A person who is the subject of a reducible hernia should take great care to obtain an accurately fitting truss, and should remember that whenever symptoms resembling in any degree those of strangulation occur, delay in treatment may prove fatal. A surgeon should at once be communicated with, and he should come prepared to operate.
(E. O.*)
HERNICI, an ancient people of Italy, whose territory was in Latium between the Fucine Lake and the Trerus, bounded by the Volscian on the S., and by the Aequian and the Marsian on the N. They long maintained their independence, and in 486 B.C. were still strong enough to conclude an equal treaty with the Latins (Dion. Hal. viii. 64 and 68). They broke away from Rome in 362 (Livy vii. 6 ff.) and in 306 (Livy ix. 42), when their chief town Anagnia (q.v.) was taken and reduced to a praefecture, but Ferentinum, Aletrium and Verulae were rewarded for their fidelity by being allowed to remain free municipia, a position which at that date they preferred to the civitas. The name of the Hernici, like that of the Volsci, is missing from the list of Italian peoples whom Polybius (ii. 24) describes as able to furnish troops in 225 B.C.; by that date, therefore, their territory cannot have been distinguished from Latium generally, and it seems probable (Beloch, Ital. Bund, p. 123) that they had then received the full Roman citizenship. The oldest Latin inscriptions of the district (from Ferentinum, C.I.L. x. 5837-5840) are earlier than the Social War, and present no local characteristic.

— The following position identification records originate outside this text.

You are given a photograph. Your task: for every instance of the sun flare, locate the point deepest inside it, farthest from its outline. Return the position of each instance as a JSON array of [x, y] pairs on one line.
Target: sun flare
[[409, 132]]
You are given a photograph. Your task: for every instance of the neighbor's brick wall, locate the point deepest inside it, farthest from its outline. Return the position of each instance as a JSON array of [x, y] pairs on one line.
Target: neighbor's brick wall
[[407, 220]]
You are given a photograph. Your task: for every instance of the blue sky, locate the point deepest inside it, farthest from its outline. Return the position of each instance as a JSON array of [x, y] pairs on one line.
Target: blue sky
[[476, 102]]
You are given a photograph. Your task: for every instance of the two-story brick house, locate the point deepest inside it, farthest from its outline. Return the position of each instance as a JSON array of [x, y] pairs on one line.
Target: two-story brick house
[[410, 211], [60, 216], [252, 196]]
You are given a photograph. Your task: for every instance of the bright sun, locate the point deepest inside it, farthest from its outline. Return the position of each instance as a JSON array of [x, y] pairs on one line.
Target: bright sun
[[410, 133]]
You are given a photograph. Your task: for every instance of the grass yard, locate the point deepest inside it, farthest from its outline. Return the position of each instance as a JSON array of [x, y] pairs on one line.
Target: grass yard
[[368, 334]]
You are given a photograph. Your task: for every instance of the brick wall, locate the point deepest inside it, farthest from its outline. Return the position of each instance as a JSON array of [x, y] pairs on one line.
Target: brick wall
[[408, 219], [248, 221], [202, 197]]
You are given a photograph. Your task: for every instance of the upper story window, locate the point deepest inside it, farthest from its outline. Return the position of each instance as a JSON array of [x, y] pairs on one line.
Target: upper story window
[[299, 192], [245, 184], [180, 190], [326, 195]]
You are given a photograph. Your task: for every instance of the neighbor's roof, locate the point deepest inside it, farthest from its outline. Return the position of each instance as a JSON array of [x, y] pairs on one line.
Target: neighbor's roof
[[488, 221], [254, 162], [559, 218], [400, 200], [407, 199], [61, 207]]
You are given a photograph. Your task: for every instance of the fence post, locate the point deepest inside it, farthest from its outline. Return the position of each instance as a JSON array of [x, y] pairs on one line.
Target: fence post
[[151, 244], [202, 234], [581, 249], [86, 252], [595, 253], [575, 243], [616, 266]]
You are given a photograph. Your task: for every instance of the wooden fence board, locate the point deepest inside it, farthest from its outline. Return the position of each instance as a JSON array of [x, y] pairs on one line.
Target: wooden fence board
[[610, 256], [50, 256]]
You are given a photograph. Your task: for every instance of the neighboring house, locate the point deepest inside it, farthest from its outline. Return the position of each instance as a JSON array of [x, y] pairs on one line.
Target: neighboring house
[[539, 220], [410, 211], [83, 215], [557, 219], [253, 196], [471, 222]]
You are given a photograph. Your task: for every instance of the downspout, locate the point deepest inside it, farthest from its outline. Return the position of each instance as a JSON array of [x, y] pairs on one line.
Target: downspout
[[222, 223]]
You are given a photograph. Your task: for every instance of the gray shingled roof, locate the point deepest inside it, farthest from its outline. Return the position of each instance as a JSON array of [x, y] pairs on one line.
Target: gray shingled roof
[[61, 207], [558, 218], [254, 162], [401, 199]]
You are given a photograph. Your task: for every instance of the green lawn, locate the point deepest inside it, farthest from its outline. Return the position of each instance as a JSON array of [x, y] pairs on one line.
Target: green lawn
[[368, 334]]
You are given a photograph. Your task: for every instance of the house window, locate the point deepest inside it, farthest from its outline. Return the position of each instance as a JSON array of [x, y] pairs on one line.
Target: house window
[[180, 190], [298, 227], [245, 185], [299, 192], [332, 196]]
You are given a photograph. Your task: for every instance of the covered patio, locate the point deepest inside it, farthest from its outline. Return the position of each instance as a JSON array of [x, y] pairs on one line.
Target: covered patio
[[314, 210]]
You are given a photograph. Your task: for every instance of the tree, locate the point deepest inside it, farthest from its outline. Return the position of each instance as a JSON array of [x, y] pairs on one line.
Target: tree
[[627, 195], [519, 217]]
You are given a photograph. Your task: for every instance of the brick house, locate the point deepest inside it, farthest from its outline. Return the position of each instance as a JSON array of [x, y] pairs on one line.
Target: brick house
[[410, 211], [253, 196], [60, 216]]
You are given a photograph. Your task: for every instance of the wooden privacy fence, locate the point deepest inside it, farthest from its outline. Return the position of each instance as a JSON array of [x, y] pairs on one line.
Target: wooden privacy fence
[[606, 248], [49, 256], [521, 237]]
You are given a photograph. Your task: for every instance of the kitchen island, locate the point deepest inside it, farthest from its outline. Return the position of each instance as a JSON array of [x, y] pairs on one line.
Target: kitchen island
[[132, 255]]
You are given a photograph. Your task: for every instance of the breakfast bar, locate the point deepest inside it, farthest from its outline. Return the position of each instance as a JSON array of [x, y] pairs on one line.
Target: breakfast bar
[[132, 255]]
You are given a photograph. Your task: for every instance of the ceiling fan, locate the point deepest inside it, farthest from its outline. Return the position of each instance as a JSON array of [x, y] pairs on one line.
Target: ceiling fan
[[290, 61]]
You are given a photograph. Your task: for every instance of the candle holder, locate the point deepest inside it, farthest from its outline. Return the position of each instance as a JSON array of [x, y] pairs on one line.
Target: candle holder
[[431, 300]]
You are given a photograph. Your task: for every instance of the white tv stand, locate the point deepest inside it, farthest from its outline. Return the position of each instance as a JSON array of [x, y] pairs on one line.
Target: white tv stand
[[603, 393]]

For further details of their history see C.I.L. x. 572.
There is no evidence to show that the Hernici ever spoke a really different dialect from the Latins; but one or two glosses indicate that they had certain peculiarities of vocabulary, such as might be expected among folk who clung to their local customs. Their name, however, with its Co-termination, classes them along with the Co-tribes, like the Volsci, who would seem to have been earlier inhabitants of the west coast of Italy, rather than with the tribes whose names were formed with the No-suffix. On this question see [Volsci] and [Sabini].
See Conway’s Italic Dialects (Camb. Univ. Press, 1897), p. 306 ff., where the glosses and the local and personal names of the district will be found.
(R. S. C.)
HERNÖSAND, a seaport of Sweden, chief town of the district (län) of Vesternorrland on the Gulf of Bothnia. Pop. (1900) 7890. It stands on the island of Hernö (which is connected with the mainland by bridges) near the mouth of the Ångerman river, 423 m. N. of Stockholm by rail. It is the seat of a bishop and possesses a fine cathedral. There are engine-works, timber-yards and saw-mills. The harbour is good, but generally ice-bound from December to May. Timber, iron and wood-pulp are exported. There are a school of navigation and an institute for pisciculture. Hernösand was founded in 1584, and received its first town-privileges from John III. in 1587. It was the first town in Europe to be lighted by electricity (1885). The poet Franzen (q.v.), Bishop of Hernösand, is buried here.